Sep 3, 2012

Life in the Amazon Jungle

In late 2011 I attended a lecture by John Wilkes on Google compute clusters, which link thousands of commodity computers into huge task processing systems.  At this scale hardware faults are common.  Google puts a lot of effort into making failures harmless by managing hardware efficiently and using fault-tolerant application programming models.  This is not just good for application up-time.  It also allows Google to operate on cheaper hardware with higher failure rates, hence offers a competitive advantage in data center operation.

It's becoming apparent we all have to think like Google to run applications successfully in the cloud.  At Continuent we run our IT and an increasing amount of QA and development on Amazon Web Services (AWS).   During the months of July and August 2012 at least 3 of our EC2 instances were decommissioned or otherwise degraded due to hardware problems.  One of the instances hosted our main website

In Amazon failures are common and may occur with no warning.  You have minimal ability to avoid them or some cases even understand the root causes.  To survive in this environment, applications need to obey a new law of the jungle.  Here are the rules as I understand them. 

First, build clusters of redundant services.  The failure brought our site down for a couple of hours until we could switch to a backup instance.  Redundant means up and ready to handle traffic now, not after a bridge call to decide what to do.  We protect our MySQL servers by replicating data cross-region using Tungsten, but the website is an Apache server that runs on a separate EC2 instance.  Lesson learned.  Make everything a cluster and load balance traffic onto individual services so applications do not have to do anything special to connect.  

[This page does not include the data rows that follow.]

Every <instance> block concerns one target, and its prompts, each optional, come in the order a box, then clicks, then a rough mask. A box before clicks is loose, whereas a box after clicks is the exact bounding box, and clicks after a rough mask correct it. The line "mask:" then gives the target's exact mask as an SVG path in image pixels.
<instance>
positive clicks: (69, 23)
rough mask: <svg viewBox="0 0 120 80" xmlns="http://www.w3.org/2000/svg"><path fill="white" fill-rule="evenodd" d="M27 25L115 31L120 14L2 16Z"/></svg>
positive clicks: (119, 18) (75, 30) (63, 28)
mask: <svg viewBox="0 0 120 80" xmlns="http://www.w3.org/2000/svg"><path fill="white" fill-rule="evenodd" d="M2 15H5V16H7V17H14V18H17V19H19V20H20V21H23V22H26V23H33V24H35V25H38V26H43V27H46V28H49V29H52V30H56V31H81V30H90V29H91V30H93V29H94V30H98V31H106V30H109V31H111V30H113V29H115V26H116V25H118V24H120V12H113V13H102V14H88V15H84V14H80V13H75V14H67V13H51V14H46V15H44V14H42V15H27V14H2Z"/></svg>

Second, make applications fault-tolerant.  Remote services can fail outright, respond very slowly, or hang.  To live through these problems apply time-honored methods to create loosely coupled systems that degrade gracefully during service outages and repair themselves automatically when service returns.  Here are some of my favorites.  
  1. If your application has a feature that depends on a remote service and that service fails, turn off the feature but don't stop the whole application.  
  2. Partition features so that your applications operate where possible on data copies.  Learn how to build caches that do not have distributed consistency problems.  
  3. Substitute message queues for synchronous network calls.  
  4. Set timeouts on network calls to prevent applications from hanging indefinitely.  In Java you usually do this by putting the calls in a separate thread.  
  5. Use thread pools to limit calls to remote services so that your application does not explode when those services are unavailable or fail to respond quickly. 
  6. Add auto-retry so that applications reconnect to services when they are available again. 
  7. Add catch-all exception handling to deal with unexpected errors from failed services.  In Java this means catching RuntimeException or even Throwable to ensure it gets properly handled. 
  8. Build in monitoring to report problems quickly and help you understand failures you have not previously seen.  
Third, revel in failure.  Netflix takes this to an extreme with Chaos Monkey, which introduces failures in running systems.  Another approach is to build scaffolding into applications so operations fail randomly.  We use that technique (among others) to test clusters.  In deployed database clusters I like to check regularly that any node can become the master and that you can recover any failed node.  However, this is just the beginning.  There are many, many ways that things can fail.  It is better to provoke the problems yourself than have them occur for the first time when something bad happens in Amazon.  

There is nothing new about these suggestions.  That said, the Netflix approach exposes the difference between cloud operation and traditional enterprise computing.  If you play the game applications will stay up 24x7 in this rougher landscape and you can tap into the flexible cost structure and rapid scaling of Amazon.  The shift feels similar to using database transactions or eliminating GOTO statements--just something we all need to do in order to build better systems.  There are big benefits to running in the cloud but you really need to step up your game to get them.  


Brian Moon said...

Actually, this is not an Amazon thing. If you went inside any reliable server infrastructure you would find the same thing. We don't use AWS, but we replicate data two different geographic locations. Everything is a cluster with load balancing. We queue and cache 3rd party services to ensure up time. This is not new. AWS did not cause this to be needed. This has always been needed if you want to stay up. We learned this in 2000. I fear we are failing the new generation since so many people are still learning this.

Robert Hodges said...

@Brian, that's my point. Anyone operating at scale has seen these issues already and dealt with them or suffered for it. However, Amazon is flakey by design so even small businesses cannot evade building in availability. You can't push it off onto the ops team any more.